Atmosfera passou a responder ao aquecimento do Pacífico
Até maio, o Pacífico Equatorial já apresentava temperaturas acima da média, mas a atmosfera ainda não demonstrava uma resposta suficiente para caracterizar oficialmente o fenômeno.
Nas últimas semanas, no entanto, os meteorologistas observaram o fortalecimento de padrões típicos do El Niño, como anomalias nos ventos, índices negativos da Oscilação Sul e o deslocamento gradual das áreas de maior atividade convectiva para o Pacífico central e leste.
Além disso, todas as regiões monitoradas do Pacífico Equatorial registraram temperaturas acima do limiar utilizado para caracterizar o fenômeno. O destaque ficou para a região Niño 1+2, próxima à costa da América do Sul, onde as anomalias já superam 2°C.
Evento pode ficar entre os mais fortes já registrados
Um dos principais pontos da atualização da NOAA é a projeção de intensidade do fenômeno para os próximos meses.
Os modelos indicam fortalecimento gradual ao longo do segundo semestre de 2026, com pico previsto entre a primavera e o verão do Hemisfério Sul. Segundo as estimativas oficiais, existe 63% de probabilidade de que o El Niño alcance a categoria de muito forte, com índice RONI igual ou superior a 2°C entre novembro de 2026 e janeiro de 2027.
Caso a projeção se confirme, o episódio poderá integrar a lista dos eventos mais intensos registrados desde 1950, ao lado dos históricos El Niños de 1982/83, 1997/98 e 2015/16.
O que é o El Niño?
O El Niño corresponde à fase quente do fenômeno ENSO (El Niño-Oscilação Sul). Ele ocorre quando as águas superficiais do Pacífico Equatorial Central e Leste permanecem mais quentes que a média por um período prolongado.
Esse aquecimento modifica a circulação atmosférica tropical e influencia os padrões de chuva e temperatura em várias regiões do planeta. Para que o fenômeno seja oficialmente reconhecido, não basta apenas o aquecimento do oceano. Também é necessária uma resposta consistente da atmosfera, conhecida como acoplamento oceano-atmosfera.

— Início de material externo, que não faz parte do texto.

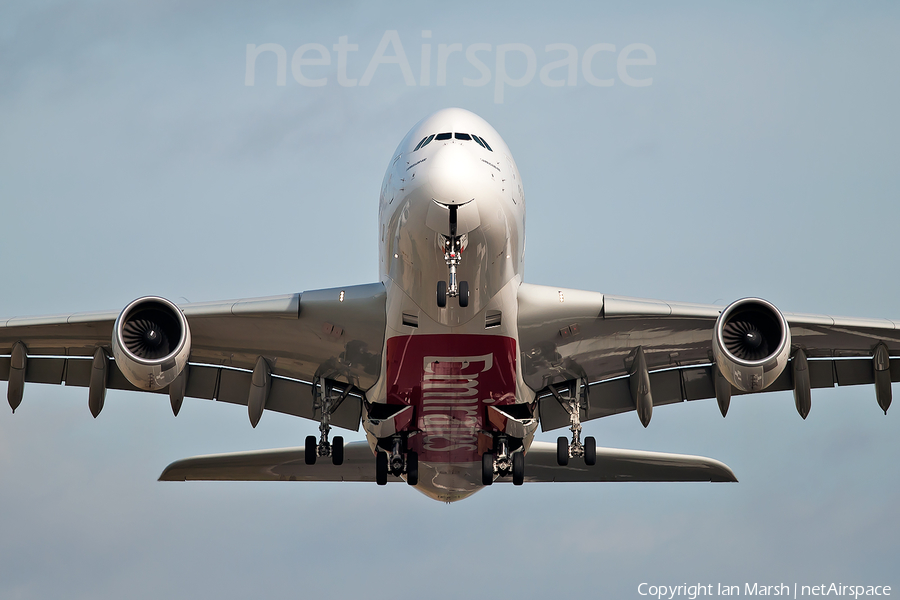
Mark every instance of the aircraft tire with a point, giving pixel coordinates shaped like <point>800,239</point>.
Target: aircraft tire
<point>412,468</point>
<point>487,468</point>
<point>311,451</point>
<point>590,451</point>
<point>381,468</point>
<point>562,451</point>
<point>337,450</point>
<point>518,468</point>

Possíveis impactos para o Brasil
Embora ainda seja cedo para definir os impactos exatos sobre cada região brasileira, os efeitos historicamente associados ao El Niño já são conhecidos pelos meteorologistas.

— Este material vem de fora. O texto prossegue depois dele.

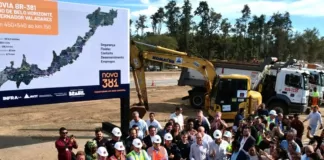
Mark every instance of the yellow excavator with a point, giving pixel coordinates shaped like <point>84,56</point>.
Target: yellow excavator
<point>205,67</point>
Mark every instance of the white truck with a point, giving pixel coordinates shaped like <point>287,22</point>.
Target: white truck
<point>316,80</point>
<point>283,88</point>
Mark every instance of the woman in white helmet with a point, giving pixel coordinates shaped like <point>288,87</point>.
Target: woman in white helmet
<point>137,153</point>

Em geral, o fenômeno favorece chuvas acima da média no Sul do Brasil, especialmente entre a primavera e o início do verão, além de aumentar o risco de eventos extremos de precipitação. Já no Norte e em parte do Nordeste, costuma haver redução das chuvas e aumento das temperaturas.

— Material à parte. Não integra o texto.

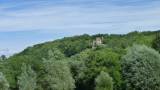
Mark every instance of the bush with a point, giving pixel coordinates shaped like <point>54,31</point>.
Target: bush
<point>57,75</point>
<point>104,82</point>
<point>141,67</point>
<point>4,85</point>
<point>27,79</point>
<point>156,43</point>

Outra característica comum é a ocorrência de temperaturas acima da média em grande parte do território nacional. No entanto, especialistas destacam que a intensidade do El Niño não determina automaticamente a magnitude dos impactos, que também dependem da influência de outros fatores climáticos, como a temperatura do Oceano Atlântico.
Influência deve aumentar a partir da primavera
De acordo com a NOAA, os efeitos do fenômeno sobre a América do Sul tendem a se intensificar a partir da primavera de 2026, período em que o aquecimento do Pacífico deverá ganhar força.
O pico da influência climática é esperado entre outubro de 2026 e março de 2027, coincidindo com o período em que os modelos projetam as maiores anomalias de temperatura na superfície do Oceano Pacífico Equatorial. Nesse intervalo, produtores rurais e agentes do setor agropecuário deverão acompanhar de perto a evolução das condições climáticas para ajustar estratégias de manejo e planejamento da safra.